The House Judiciary Committee gives Donald Trump a deadline of next Friday to prepare his defense in the impeachment inquiry.

In a letter to Trump on Friday, Committee chairman Jerry Nadler wrote that Trump and his lawyers must decide by the deadline whether they will present evidence or call witnesses: “Please provide the committee with notice of whether your counsel intends to participate, specifying which of the privileges your counsel seeks to exercise.”

The House Intelligence Committee, which heard from 10 former and current US officials in hearings this month, is preparing its report for the Judiciary Committee. The latter will then evaluate whether there is a case for articles of impeachment.

If the articles are adopted, the full House of Representatives will debate them. Democratic leaders have said the final vote on impeachment will be during the week of December 16, setting up a possible trial in the Senate in early 2020.

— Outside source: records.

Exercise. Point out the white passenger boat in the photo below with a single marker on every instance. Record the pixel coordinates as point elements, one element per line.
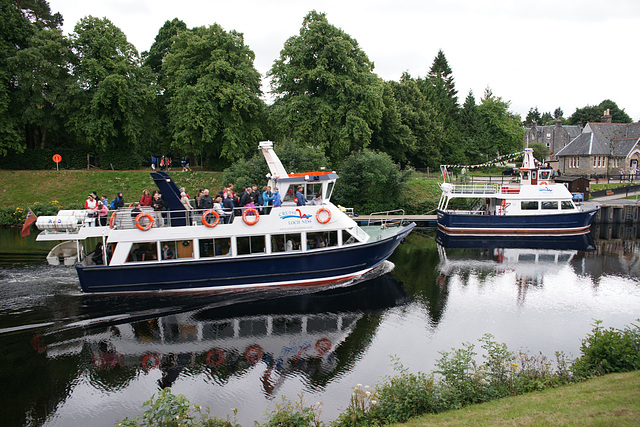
<point>284,246</point>
<point>531,204</point>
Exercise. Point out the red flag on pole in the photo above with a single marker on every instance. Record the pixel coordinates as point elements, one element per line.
<point>30,219</point>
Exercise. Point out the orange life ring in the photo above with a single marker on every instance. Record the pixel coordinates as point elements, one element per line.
<point>215,357</point>
<point>323,346</point>
<point>206,213</point>
<point>253,354</point>
<point>140,226</point>
<point>250,211</point>
<point>328,215</point>
<point>150,361</point>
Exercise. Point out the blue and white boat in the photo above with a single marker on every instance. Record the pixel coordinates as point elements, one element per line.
<point>285,246</point>
<point>531,204</point>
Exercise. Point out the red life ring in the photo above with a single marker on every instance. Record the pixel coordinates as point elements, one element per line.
<point>215,357</point>
<point>253,354</point>
<point>206,213</point>
<point>323,346</point>
<point>326,219</point>
<point>140,226</point>
<point>150,361</point>
<point>250,211</point>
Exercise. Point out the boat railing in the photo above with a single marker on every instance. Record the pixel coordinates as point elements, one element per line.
<point>474,189</point>
<point>392,218</point>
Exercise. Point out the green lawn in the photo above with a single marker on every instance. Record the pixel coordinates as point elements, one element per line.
<point>611,400</point>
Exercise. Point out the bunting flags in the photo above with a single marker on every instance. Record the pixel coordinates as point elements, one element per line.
<point>499,159</point>
<point>30,219</point>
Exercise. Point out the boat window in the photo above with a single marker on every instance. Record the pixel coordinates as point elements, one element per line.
<point>285,242</point>
<point>168,250</point>
<point>329,190</point>
<point>322,240</point>
<point>529,205</point>
<point>250,245</point>
<point>567,204</point>
<point>286,325</point>
<point>347,238</point>
<point>215,247</point>
<point>144,251</point>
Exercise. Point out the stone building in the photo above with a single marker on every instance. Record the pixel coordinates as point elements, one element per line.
<point>602,149</point>
<point>555,137</point>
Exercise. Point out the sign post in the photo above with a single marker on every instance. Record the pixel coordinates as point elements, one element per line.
<point>57,158</point>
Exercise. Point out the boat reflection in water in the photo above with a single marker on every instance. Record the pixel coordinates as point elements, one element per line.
<point>528,258</point>
<point>223,337</point>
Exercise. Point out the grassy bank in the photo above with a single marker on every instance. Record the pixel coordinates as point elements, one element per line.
<point>70,187</point>
<point>610,400</point>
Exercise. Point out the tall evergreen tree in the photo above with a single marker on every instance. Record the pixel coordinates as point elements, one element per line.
<point>327,93</point>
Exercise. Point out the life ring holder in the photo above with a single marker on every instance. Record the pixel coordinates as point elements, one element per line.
<point>328,215</point>
<point>144,227</point>
<point>215,357</point>
<point>150,361</point>
<point>208,212</point>
<point>253,354</point>
<point>323,346</point>
<point>250,211</point>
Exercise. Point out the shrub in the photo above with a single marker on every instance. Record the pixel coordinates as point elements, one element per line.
<point>170,410</point>
<point>288,414</point>
<point>609,350</point>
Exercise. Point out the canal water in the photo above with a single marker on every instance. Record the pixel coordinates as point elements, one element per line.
<point>69,359</point>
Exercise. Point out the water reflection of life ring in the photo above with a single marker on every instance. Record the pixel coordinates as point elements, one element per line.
<point>150,361</point>
<point>206,213</point>
<point>327,219</point>
<point>145,227</point>
<point>251,211</point>
<point>215,356</point>
<point>253,354</point>
<point>323,346</point>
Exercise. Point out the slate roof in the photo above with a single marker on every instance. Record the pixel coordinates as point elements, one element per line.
<point>604,139</point>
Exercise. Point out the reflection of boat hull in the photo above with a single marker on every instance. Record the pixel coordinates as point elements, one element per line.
<point>65,253</point>
<point>302,269</point>
<point>582,242</point>
<point>504,225</point>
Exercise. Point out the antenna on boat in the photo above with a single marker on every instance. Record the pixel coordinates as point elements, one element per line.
<point>275,165</point>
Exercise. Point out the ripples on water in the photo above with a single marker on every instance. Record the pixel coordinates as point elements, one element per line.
<point>90,360</point>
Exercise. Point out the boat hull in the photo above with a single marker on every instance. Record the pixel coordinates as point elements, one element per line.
<point>331,265</point>
<point>452,222</point>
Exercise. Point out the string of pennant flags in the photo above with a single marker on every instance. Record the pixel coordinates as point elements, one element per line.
<point>499,159</point>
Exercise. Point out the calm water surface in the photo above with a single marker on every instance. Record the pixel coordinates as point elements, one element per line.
<point>70,359</point>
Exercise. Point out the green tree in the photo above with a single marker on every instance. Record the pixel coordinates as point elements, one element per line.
<point>439,88</point>
<point>370,182</point>
<point>594,114</point>
<point>42,73</point>
<point>422,119</point>
<point>214,91</point>
<point>112,92</point>
<point>502,132</point>
<point>327,93</point>
<point>14,34</point>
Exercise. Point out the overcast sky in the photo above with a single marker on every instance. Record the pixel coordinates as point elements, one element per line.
<point>545,53</point>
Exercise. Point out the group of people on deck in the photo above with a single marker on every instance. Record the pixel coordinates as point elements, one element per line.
<point>226,202</point>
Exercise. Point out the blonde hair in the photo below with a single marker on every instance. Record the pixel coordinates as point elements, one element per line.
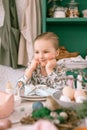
<point>49,36</point>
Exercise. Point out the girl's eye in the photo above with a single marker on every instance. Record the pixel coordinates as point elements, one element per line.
<point>46,51</point>
<point>36,52</point>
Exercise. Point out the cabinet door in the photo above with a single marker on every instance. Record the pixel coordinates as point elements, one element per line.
<point>71,31</point>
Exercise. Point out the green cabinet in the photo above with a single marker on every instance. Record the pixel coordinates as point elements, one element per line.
<point>72,32</point>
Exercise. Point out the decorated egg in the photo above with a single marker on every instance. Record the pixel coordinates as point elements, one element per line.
<point>80,99</point>
<point>79,93</point>
<point>65,98</point>
<point>64,115</point>
<point>69,92</point>
<point>37,105</point>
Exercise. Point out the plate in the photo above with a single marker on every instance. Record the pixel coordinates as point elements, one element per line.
<point>76,65</point>
<point>34,98</point>
<point>72,105</point>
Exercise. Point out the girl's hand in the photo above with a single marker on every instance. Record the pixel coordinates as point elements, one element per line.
<point>31,68</point>
<point>33,65</point>
<point>20,84</point>
<point>51,64</point>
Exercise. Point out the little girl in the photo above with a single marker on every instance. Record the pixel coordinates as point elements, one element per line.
<point>44,68</point>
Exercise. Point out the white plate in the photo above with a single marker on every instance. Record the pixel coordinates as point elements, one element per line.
<point>72,105</point>
<point>76,65</point>
<point>34,98</point>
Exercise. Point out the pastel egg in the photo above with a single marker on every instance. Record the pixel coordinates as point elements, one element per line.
<point>80,99</point>
<point>79,93</point>
<point>37,105</point>
<point>65,98</point>
<point>64,115</point>
<point>69,92</point>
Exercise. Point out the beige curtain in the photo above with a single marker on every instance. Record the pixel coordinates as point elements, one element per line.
<point>30,28</point>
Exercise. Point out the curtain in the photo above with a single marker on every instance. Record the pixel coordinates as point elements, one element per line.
<point>30,28</point>
<point>9,34</point>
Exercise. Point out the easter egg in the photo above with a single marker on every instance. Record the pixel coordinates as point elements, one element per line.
<point>37,105</point>
<point>69,92</point>
<point>79,93</point>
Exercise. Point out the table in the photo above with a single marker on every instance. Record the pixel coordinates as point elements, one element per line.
<point>24,109</point>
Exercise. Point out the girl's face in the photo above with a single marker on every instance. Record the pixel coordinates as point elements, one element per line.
<point>44,51</point>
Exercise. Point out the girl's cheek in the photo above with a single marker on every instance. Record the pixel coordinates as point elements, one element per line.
<point>51,57</point>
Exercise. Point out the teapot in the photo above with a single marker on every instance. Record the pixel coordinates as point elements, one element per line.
<point>59,12</point>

The House committees have been focused on the Trump-Ukraine affair, in which Trump and his personal attorney Rudy Giuliani pressed Kiev to announce investigations to tarnish Presidential candidate Joe Biden and to cover up Russia’s interference in the 2016 US election.

See also TrumpWatch, Day 1,036: Trump Impeachment — The Trump-Giuliani “Domestic Political Errand” Over Ukraine

But Nadler indicated in his letter that the Judiciary Committee will also consider whether Trump engaged “in acts of obstruction of justice” over the investigation into his 2016 campaign’s links with Russian officials.

In his 446-page report, published in part in April, Special Counsel Robert Mueller set out evidence for at least eight cases in which Trump obstructed or attempted to obstruct justice. Mueller refrained from recommending criminal charges because of the Justice Department’s guidance that a sitting President cannot be indicted. Instead, the counsel said any decision on Trump’s future must be taken through Congress.

Nadler previously set a Sunday deadline for Trump to say whether his lawyers would attend a public hearing next Wednesday, in which constitutional scholars will discuss the definition of an impeachable offense and whether Trump’s actions may be considered.

Committee officials said Trump and his lawyers have not responded.

Nadler also wrote on Friday to Rep. Doug Collins, the top Republican on the Judiciary Committee, asking whether Republicans will request any subpoenas to compel witnesses to testify.